Tuesday, May 15, 2012
Page 11
SNIPPETS (Column):
California Mental Health: Who Is in Charge?
By MARC HAEFELE
In a short story by Argentine writer Adolfo Bioy Casares, a ward attendant at a suburban mental hospital discovers his employer’s dark secret. The mad doctor running the place has discovered a way to profitably generate electric power from the misery of his patients.
On the basis of accounts of some of California’s state hospitals, those facilities could also be cranking out the kilowatts. A recent Times story chronicles the fate of 52-year-old patient Diane Rodrigues at Norwalk’s Metropolitan State Hospital. It tells of how the staff dithered for five hours after Rodrigues broke her neck before they got her treated. She only lived another six months after that.

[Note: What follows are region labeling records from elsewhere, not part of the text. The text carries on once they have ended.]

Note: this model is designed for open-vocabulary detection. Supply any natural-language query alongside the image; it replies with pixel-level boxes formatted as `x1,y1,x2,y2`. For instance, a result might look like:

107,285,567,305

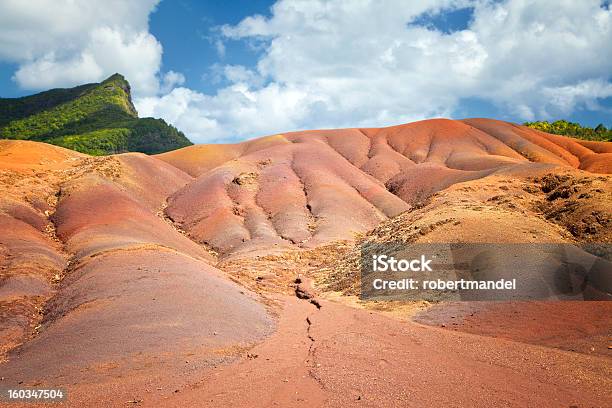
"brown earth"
0,119,612,407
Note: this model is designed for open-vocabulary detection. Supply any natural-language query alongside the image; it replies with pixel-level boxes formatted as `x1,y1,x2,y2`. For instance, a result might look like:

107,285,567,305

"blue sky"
0,0,612,142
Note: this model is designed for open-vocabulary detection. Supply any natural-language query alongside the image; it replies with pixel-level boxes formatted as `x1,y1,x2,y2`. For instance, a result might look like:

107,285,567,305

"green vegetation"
524,120,612,142
0,74,192,155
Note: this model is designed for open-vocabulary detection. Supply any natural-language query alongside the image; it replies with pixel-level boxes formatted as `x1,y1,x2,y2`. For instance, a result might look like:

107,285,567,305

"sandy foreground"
0,119,612,407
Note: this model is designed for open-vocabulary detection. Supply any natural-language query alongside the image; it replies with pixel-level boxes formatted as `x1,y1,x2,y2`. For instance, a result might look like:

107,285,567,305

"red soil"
0,119,612,407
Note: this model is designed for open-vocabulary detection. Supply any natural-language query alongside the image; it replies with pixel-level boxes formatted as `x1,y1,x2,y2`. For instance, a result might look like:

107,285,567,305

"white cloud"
0,0,162,95
0,0,612,142
134,0,612,142
161,71,185,94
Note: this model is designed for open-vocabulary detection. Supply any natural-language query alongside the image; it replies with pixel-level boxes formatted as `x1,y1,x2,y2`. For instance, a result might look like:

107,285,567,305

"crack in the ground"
294,277,324,388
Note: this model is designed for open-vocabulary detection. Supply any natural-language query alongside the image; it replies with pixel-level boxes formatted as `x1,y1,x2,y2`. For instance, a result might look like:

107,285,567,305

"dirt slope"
158,119,612,255
0,119,612,407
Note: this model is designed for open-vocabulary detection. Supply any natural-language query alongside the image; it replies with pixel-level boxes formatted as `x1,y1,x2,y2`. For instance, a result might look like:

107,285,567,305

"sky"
0,0,612,143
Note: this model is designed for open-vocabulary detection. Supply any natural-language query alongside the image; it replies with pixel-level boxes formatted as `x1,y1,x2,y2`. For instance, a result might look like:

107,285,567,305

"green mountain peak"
0,73,192,155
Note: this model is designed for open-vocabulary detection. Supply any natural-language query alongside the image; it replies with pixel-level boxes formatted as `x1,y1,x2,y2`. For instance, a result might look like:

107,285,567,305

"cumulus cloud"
0,0,162,95
141,0,612,142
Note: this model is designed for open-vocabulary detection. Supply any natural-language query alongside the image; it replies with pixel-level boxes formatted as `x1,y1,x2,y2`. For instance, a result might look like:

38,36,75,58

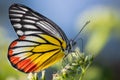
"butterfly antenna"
73,21,90,41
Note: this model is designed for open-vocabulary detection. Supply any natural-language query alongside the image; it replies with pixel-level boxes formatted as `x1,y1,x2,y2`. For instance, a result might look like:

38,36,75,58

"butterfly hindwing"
8,34,66,73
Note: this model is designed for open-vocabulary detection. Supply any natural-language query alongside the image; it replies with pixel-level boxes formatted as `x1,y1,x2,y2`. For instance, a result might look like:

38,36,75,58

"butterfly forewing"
9,4,68,42
8,34,66,73
8,4,69,73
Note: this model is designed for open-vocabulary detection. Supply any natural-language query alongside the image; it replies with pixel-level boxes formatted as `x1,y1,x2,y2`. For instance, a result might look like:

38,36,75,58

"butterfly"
8,4,88,73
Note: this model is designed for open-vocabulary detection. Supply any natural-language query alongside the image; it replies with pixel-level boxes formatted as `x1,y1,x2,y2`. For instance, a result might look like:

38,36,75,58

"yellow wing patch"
8,34,66,73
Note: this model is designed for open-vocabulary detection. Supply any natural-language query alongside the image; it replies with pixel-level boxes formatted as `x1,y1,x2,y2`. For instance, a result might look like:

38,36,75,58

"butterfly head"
67,40,76,53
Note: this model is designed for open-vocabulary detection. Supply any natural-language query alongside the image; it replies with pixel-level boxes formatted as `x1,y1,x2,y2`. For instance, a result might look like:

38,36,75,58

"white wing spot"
10,10,26,14
23,25,37,29
25,16,38,20
13,23,22,28
23,19,35,23
11,18,21,22
25,31,43,35
17,30,24,36
19,6,28,11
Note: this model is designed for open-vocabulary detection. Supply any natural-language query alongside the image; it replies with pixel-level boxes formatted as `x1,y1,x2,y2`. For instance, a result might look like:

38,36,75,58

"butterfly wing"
8,34,66,73
9,4,68,42
8,4,68,73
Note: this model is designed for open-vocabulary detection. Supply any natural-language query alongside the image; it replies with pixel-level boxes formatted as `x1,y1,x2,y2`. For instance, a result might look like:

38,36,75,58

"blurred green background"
0,0,120,80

The Times cited official reports on the case that “detail serious lapses in medical treatment at the height of a massive court-supported effort to improve care in the state’s mental hospitals.” The hospital’s report on the incident, one of several similar events, was reported to have been severely diluted by hospital officials—including some recommendations that, had they been in place earlier, could have saved the woman’s life. Like making sure her attendant stayed awake, when she did not. Apparently napping on the job was a prerogative at Metropolitan. So was lying about patient outcomes. “Incompetence, fraud and dishonesty” were cited in the investigation report the Times obtained. But no criminal charges will be made, it was reported.
Metropolitan is reportedly one of two troubled state mental hospitals operating under a federal court consent decree due to lengthy histories of grim operational problems. The other is Napa State. Two years ago, a criminally insane patient murdered a woman attendant at Napa; the patient was ruled incompetent to stand trial. This month, a Napa State nurse was found dead hours after his release from jail, where he had been held for having sex with a patient. Another nurse, jailed on the same charge, was released last week after he posted $10,000 bail. How often, you ask, does this sort of thing happen? Is it perhaps mere coincidence that the former director of Napa State, Claude Foulk, was sentenced last year to 248 years in prison for molestation of his own adopted son?

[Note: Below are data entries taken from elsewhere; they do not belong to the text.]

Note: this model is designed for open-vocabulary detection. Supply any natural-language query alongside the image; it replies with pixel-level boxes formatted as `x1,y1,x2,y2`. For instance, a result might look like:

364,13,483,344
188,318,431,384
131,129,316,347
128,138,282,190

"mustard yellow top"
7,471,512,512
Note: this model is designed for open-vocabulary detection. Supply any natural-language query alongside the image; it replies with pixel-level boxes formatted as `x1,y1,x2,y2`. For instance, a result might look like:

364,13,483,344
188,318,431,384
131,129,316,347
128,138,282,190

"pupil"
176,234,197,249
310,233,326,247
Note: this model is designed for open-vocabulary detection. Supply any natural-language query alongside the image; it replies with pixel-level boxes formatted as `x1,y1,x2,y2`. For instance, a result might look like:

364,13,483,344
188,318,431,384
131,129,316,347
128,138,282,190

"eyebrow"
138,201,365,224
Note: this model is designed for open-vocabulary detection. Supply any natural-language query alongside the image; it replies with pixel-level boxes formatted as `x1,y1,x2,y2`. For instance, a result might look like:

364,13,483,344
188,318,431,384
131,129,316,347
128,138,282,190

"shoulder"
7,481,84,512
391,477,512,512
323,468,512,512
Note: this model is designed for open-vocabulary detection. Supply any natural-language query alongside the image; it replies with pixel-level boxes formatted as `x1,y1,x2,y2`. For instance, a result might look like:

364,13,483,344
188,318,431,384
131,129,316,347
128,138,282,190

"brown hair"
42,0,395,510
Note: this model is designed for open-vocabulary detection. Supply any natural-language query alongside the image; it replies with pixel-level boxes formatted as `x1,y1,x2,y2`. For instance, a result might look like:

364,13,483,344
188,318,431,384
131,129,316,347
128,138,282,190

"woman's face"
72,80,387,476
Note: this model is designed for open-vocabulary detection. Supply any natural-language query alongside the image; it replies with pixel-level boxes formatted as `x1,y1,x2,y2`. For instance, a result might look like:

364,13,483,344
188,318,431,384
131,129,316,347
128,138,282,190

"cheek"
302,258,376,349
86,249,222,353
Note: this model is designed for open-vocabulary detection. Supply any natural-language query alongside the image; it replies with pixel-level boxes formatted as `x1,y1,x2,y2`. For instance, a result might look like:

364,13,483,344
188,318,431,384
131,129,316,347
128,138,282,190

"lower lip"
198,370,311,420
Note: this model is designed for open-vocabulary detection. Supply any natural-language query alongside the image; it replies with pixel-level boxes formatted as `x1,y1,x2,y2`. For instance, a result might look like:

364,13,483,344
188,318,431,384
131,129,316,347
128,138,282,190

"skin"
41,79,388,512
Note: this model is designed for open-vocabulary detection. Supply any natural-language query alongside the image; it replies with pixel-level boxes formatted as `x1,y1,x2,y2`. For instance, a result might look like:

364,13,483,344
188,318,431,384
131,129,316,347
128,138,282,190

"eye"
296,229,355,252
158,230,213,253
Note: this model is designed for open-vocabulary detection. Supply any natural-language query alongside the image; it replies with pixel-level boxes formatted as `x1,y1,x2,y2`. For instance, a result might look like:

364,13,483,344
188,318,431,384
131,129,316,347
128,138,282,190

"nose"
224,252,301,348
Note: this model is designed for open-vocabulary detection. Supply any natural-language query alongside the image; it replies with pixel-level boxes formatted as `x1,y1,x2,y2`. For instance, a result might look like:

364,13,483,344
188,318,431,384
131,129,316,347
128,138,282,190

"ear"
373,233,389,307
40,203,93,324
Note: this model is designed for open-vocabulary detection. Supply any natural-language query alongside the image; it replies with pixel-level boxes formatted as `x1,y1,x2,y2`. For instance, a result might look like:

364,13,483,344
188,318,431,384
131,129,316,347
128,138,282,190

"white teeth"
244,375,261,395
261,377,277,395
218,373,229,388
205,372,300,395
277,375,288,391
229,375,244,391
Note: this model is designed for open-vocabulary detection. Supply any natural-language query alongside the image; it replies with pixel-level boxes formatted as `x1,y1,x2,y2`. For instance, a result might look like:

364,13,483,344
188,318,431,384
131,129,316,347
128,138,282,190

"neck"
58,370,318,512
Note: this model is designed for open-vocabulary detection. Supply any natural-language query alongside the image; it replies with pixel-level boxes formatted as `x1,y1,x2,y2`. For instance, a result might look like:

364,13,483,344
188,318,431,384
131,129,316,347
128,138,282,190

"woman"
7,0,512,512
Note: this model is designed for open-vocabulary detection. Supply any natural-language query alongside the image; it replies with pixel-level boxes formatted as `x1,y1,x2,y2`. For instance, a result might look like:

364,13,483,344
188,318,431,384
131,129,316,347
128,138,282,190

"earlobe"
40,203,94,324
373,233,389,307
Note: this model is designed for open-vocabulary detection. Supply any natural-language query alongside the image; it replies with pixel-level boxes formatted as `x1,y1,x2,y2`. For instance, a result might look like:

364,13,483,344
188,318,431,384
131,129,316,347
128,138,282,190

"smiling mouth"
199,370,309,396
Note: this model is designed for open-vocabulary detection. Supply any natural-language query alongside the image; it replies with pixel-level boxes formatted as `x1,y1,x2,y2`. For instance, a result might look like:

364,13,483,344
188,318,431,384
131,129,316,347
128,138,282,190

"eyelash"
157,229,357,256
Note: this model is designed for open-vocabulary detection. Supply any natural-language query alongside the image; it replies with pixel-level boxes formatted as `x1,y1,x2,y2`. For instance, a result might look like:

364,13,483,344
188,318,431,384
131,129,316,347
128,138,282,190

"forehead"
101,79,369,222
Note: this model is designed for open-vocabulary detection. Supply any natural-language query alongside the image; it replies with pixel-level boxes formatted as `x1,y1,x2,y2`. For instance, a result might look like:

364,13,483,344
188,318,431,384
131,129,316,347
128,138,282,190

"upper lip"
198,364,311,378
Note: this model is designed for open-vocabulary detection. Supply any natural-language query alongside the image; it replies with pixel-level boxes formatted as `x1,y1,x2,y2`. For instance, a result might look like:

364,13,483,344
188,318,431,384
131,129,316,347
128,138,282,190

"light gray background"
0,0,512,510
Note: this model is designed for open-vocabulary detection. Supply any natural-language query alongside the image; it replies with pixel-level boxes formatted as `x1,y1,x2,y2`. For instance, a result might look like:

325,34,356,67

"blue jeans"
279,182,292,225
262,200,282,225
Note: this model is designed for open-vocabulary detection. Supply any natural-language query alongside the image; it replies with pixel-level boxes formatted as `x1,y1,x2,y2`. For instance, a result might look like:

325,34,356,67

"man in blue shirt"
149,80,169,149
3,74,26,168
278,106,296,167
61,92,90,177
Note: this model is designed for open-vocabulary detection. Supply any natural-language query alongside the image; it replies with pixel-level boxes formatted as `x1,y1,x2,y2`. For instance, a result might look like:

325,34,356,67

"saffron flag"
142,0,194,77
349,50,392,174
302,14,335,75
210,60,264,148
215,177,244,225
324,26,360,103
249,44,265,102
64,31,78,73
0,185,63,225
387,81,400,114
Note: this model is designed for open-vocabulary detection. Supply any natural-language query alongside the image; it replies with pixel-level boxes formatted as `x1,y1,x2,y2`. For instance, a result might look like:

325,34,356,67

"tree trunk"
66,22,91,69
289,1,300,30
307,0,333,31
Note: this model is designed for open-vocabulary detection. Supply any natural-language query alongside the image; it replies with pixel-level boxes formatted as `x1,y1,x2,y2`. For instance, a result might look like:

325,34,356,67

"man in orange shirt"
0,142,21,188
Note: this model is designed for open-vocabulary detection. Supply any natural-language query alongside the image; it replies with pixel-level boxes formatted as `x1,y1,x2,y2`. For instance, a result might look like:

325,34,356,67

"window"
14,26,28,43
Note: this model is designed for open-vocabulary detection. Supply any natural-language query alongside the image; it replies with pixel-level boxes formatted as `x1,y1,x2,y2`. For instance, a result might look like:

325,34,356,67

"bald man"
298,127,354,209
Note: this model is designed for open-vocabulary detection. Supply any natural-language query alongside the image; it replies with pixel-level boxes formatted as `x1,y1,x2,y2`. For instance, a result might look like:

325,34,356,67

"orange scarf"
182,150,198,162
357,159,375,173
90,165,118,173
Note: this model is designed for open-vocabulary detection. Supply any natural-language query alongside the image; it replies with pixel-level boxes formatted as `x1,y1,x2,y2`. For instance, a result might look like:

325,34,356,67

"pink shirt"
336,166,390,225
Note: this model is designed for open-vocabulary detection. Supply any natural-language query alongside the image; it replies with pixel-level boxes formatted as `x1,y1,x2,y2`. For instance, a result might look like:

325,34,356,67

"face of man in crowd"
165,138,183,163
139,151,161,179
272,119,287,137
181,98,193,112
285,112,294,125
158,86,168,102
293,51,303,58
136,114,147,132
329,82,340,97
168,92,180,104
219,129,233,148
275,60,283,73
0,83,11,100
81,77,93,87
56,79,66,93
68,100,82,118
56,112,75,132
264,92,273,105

The long, sad history of Los Angeles County’s King Drew Medical Center demonstrates the near-impossibility of hosing out the self-supporting culture of incompetence and corruption that can settle into a medical institution and persist like an antibiotic-proof staph infection. Mediocrity and bad performance standards become a secret religion, sustained by managers and supervisors whose careers they advanced. Is this what is happening at Norwalk and Napa? The answer at King Drew was to literally fire nearly everyone and build a completely new hospital and staff. We don’t even know for sure yet whether that solution was successful.
The Times piece on Metropolitan mentions a clutch of names of the Norwalk staff members involved. I didn’t see one much more important name. It was that of Cliff Allenby, acting director of the state Department of Mental Health Services. You don’t hear much about his department, but it is a big one—$6.4 billion a year with a staff of 12,000. Allenby has only been on hand for 14 months or so. Maybe it is to his credit that you don’t hear that much bad about the other three state mental hospitals. Who knows? But Allenby looks, from his web page, to be a veteran bureaucrat whose career dates back to the current governor’s father with scarcely a trace of mental health or medical experience as such. Certainly with the latest $8 billion budget shortfall increment, that current governor has plenty else on his mind.
But even so, it looks to me to be time for Jerry Brown to find a proactive and vigorous Allenby replacement who can take responsibility for the state’s snake pit hospitals and realize it is his or her job to do something about them.